Competency based rates are not a solution to youth unemployment. It is a complicated and very subjective system, and it will cut out young people from early employment opportunities. One of the main complaints of young people—I am sure you have heard it—is that they are unable to get a job because they are inexperienced. Yet how do you get experience without a job? Competency based rates will only accentuate this problem.

I refer to a committee report which quotes major views on competency based wages. Senator Crossin had much to say about this report, Youth employment: A working solution. It is a report by the House of Representatives Standing Committee on Employment, Education and Training, September 1997. It quotes extensively the likes of Coles Myer, Woolworths and McDonald's, the three biggest employers of the junior sector and shows just how complicated, subjective and ill-advised the competency based system is. I refer to pages 79 and 80 in regard to this matter. Together all of these employers employ hundreds of thousands of young people.

Further, we need to consider the impact of a competency based rate on adult earners.
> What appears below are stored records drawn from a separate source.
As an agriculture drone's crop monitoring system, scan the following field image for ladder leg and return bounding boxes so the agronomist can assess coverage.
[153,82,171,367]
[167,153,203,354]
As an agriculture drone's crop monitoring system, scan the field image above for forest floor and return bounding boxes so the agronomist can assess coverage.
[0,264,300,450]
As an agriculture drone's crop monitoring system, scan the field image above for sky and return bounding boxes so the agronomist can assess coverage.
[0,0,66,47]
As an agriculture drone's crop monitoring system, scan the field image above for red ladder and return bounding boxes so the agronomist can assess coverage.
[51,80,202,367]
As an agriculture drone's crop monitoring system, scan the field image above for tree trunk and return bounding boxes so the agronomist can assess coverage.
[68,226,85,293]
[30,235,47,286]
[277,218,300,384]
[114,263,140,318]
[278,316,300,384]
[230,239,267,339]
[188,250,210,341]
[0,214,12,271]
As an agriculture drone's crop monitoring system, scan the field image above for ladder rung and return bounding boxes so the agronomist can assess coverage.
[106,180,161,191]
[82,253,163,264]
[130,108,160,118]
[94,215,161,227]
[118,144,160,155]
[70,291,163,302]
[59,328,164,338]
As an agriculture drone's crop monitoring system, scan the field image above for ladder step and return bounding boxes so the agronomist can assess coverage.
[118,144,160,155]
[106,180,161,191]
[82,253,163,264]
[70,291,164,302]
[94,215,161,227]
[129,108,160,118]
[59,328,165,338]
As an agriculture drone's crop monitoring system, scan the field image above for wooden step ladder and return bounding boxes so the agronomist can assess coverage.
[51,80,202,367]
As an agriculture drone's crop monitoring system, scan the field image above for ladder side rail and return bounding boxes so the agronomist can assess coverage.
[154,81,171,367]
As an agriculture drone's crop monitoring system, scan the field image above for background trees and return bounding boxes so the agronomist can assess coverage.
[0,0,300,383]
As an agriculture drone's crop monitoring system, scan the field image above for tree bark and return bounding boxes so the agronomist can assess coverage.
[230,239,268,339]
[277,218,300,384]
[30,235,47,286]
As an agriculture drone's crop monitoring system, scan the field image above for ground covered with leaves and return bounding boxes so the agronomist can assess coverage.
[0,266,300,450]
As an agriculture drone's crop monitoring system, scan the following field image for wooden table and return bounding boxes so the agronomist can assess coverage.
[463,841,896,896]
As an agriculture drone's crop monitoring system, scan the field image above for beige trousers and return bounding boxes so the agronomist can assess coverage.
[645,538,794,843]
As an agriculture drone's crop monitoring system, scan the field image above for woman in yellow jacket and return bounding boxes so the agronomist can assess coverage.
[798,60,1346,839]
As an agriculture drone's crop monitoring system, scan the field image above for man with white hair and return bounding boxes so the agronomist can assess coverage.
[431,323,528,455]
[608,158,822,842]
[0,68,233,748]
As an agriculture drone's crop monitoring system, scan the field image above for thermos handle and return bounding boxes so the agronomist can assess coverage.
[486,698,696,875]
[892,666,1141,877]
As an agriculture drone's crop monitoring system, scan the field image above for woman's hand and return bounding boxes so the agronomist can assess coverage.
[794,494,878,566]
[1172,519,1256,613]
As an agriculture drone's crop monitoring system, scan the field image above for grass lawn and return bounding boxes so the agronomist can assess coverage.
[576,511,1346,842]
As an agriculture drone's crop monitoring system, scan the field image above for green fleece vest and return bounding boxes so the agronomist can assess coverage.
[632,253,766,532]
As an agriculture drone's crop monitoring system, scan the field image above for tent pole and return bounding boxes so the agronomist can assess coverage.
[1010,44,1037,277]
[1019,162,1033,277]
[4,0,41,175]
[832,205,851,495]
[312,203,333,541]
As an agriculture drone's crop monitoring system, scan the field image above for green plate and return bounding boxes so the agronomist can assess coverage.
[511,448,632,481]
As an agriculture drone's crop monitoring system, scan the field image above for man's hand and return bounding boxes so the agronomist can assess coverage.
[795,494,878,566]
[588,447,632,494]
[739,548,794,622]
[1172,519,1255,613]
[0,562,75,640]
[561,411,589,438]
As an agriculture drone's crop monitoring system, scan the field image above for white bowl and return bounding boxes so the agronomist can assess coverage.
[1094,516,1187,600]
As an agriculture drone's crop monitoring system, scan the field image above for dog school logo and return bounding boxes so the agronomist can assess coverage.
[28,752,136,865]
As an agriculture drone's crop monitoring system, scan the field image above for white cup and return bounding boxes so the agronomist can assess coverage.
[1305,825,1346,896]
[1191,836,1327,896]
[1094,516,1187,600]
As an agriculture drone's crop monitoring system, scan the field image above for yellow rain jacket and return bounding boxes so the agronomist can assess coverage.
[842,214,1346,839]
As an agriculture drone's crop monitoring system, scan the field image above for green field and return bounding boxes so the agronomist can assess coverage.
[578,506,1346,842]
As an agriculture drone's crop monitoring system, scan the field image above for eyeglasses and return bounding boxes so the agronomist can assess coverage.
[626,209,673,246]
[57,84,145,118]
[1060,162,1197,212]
Not only does it make employees vulnerable to a very subjective assessment of their competency but it may well have the effect of dragging many adult wage earners down to what was once a junior rate, the lowest of the competency rate—in particular, working women.

Consider a working woman with a family to support who has lost her job in which she had become skilled over, say, 10 years in the manufacturing sector—a most common occurrence. The area of growth is the retail sector. So she takes up a job in that area and is plummeted to the wage at the lowest level, the former junior wage rate, because of her competency, because she is judged not to have the skills required for this industry. So the system that once supported the adult worker with a family now does not recognise her contribution and her working life as an adult. It will simply pull away the safety net for many adult workers. So in conclusion, in the words of the Canberra Times on 26 October, `You have to wonder about how serious some people are about lowering youth employment' when they stand against this legislation.